Personal information
- Full name: Kristopher Neil Kahler
- Born: 13 February 1983 (age 43) Gympie, Queensland, Australia
- Height: 194 cm (6 ft 4 in)
- Weight: 108 kg (238 lb; 17 st 0 lb)

Playing information
- Position: Prop, Second-row
Club
| Years | Team | Pld | T | G | FG | P |
| 2002 | Brisbane Broncos | 1 | 0 | 0 | 0 | 0 |
| 2004–06 | Canberra Raiders | 35 | 5 | 0 | 0 | 4 |
| 2007 | Gold Coast Titans | 15 | 0 | 0 | 0 | 0 |
| 2009 | Baroudeurs de Pia XIII | 3 | 4 | 0 | 0 | 16 |
| 2009 | Gateshead Thunder | 15 | 3 | 0 | 0 | 12 |
| 2010 | Redcliffe Dolphins | 0 | 0 | 0 | 0 | 0 |
|  | Total | 69 | 12 | 0 | 0 | 32 |
- Source: As of 19 July 2026

= Kris Kahler =

Australian rugby league footballer

Kris Kahler (born 13 February 1983) is an Australian former professional rugby league footballer who played in the 2000s. He previously played for the Gold Coast Titans in the National Rugby League competition, where he was a part of the inaugural Gold Coast Titans squad. He also played for the Brisbane Broncos and Canberra Raiders.

==Playing career==
Kahler played for the French Rugby League team Pia Donkeys in the Elite One Championship in the 2009 season.

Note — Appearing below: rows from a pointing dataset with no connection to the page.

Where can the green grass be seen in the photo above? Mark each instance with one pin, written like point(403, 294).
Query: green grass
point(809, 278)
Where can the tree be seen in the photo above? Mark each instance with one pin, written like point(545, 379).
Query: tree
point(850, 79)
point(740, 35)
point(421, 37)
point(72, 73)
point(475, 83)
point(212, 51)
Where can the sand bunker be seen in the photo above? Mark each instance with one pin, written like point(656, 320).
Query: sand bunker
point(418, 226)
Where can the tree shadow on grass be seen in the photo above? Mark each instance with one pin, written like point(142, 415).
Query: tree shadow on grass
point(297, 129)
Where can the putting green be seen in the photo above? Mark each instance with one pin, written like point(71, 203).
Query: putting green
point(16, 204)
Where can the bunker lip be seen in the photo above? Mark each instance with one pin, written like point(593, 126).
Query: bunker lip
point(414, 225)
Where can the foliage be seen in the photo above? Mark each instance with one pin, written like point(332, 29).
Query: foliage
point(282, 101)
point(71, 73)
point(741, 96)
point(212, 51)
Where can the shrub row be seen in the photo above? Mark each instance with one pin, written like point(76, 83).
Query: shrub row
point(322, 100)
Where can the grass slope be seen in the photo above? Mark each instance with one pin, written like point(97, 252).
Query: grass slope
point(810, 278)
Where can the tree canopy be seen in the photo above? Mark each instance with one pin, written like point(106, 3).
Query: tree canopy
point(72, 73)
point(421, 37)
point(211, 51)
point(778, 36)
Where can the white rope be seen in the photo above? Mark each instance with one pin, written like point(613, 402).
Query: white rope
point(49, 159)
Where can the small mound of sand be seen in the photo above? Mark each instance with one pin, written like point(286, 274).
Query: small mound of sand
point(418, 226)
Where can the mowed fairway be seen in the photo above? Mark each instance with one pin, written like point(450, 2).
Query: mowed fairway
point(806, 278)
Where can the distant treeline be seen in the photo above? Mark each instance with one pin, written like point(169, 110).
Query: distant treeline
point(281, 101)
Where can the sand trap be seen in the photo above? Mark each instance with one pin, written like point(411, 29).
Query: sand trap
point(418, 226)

In 2009, he signed with Gateshead Thunder along with Paul Franze and Nick Youngquest.

Kahler left Gateshead Thunder just before the club went in to administration at the end of the 2009 season returning to Australia to play for the Redcliffe Dolphins. Rumours he would coach at Gateshead Thunder would not come to fruition.